This invention relates to a method for simultaneously hydraulically fracturing two spaced apart zones of a formation.

In the completion of wells built into the earth, a string of casing is normally run into the well and a cement slurry is flowed into the annulus between the casing string and the wall of the well. The cement casing slurry is allowed to set and form a cement sheath which bounds the string of casing to the wall of the well. Perforations are provided through the casing and the cement sheath adjacent the sub-surface formation. Fluids, such as oil or gas, are produced through these perforations into the well. Hydraulic fracturing is widely practised to increase the production rate from such wells. Fracturing treatments are usually performed soon after the formation interval to be produced is completed, that is, soon after fluid communication between the well and the reservoir interval is established. Wells are also sometimes fractured for the purpose of stimulating production after significant depletion of the reservoir.
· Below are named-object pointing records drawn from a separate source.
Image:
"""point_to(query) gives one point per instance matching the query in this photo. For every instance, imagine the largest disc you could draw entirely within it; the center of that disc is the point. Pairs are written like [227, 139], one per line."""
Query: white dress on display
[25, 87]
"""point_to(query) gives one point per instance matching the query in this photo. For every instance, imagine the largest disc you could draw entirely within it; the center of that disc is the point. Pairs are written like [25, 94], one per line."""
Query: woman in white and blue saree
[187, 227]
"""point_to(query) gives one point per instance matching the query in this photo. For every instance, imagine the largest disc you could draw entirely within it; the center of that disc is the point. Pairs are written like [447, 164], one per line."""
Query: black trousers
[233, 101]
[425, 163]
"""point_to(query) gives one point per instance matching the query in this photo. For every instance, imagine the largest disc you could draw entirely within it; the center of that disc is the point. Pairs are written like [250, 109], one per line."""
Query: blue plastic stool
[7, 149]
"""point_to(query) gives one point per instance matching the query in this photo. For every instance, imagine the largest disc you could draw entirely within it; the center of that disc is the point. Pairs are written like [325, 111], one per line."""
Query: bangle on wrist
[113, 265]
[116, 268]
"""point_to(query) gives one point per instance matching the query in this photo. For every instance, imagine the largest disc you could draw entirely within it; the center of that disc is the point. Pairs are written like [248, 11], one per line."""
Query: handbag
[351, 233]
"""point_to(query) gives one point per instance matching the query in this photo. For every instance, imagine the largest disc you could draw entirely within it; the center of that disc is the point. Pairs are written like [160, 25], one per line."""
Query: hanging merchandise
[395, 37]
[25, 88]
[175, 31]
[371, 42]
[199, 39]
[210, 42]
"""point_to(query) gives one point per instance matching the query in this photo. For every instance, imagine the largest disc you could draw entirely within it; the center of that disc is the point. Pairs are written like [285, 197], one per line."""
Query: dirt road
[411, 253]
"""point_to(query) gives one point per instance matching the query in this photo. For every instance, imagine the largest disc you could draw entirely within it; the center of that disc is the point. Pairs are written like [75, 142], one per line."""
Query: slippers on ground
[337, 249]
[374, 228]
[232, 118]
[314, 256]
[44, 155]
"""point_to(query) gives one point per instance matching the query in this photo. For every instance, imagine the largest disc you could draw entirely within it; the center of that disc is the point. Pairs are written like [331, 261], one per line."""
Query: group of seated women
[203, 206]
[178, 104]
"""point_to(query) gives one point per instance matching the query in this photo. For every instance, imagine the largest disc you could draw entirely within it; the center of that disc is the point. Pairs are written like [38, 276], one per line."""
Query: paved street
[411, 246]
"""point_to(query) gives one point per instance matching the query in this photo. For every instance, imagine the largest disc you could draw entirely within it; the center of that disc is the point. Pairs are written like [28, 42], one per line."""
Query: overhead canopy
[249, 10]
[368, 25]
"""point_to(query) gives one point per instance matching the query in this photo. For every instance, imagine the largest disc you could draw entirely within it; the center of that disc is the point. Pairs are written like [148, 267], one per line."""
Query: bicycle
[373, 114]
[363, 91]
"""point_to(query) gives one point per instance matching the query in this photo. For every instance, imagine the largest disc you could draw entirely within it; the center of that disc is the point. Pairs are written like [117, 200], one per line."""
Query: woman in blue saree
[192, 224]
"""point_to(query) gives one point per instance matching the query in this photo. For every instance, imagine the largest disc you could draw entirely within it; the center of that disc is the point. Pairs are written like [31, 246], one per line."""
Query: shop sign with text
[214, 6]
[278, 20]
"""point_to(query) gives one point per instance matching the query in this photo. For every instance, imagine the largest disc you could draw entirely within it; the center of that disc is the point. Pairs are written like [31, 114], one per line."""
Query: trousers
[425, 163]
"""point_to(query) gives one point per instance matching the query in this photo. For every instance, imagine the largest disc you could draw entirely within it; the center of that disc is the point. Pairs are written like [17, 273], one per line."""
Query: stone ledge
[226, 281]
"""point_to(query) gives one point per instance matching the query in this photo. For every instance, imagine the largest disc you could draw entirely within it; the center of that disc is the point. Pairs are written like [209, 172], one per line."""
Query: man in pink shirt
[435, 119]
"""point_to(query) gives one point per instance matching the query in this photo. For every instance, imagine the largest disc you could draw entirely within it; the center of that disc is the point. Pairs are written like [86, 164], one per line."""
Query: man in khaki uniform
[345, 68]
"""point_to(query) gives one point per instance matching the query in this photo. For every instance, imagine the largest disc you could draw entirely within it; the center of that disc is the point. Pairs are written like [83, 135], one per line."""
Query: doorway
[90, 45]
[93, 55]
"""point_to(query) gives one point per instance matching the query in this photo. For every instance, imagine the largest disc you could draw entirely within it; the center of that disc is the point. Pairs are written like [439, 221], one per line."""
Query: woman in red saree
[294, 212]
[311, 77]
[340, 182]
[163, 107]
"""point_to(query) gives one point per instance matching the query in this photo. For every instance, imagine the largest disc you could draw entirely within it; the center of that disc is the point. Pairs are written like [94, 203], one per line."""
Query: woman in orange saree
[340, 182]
Hydraulic fracturing techniques involve injecting a fracturing fluid down a well and into contact with the subterranean formation to be fractured. Sufficiently high pressure is applied to the fracturing fluid to initiate and propagate a fracture into the subterranean formation. Proppant materials are generally entrained in the fracturing fluid and are deposited in the fracture to maintain the fracture open. Several such hydraulic fracturing methods are disclosed is US-A-3965982, US-A-4067389, US-A-4378845, US-A-4515214 and US-A- 4549608. It is generally accepted that the in-situ stresses in the formation at the time of such hydraulic fracturing generally favour the formation of vertical fractures in preference to horizontal fractures.

Wells completed through formations at multiple intervals always present a challenge for effective treatment. Frequently,

various methods of zone isolation or diverting will be used in treating more than one well, especially if the zones of interest are separated by a few hundred feet. Wells which are perforated over several hundred feet in a single zone also create a challenge to treat effectively with well stimulation such as acidizing or hydraulic fracturing.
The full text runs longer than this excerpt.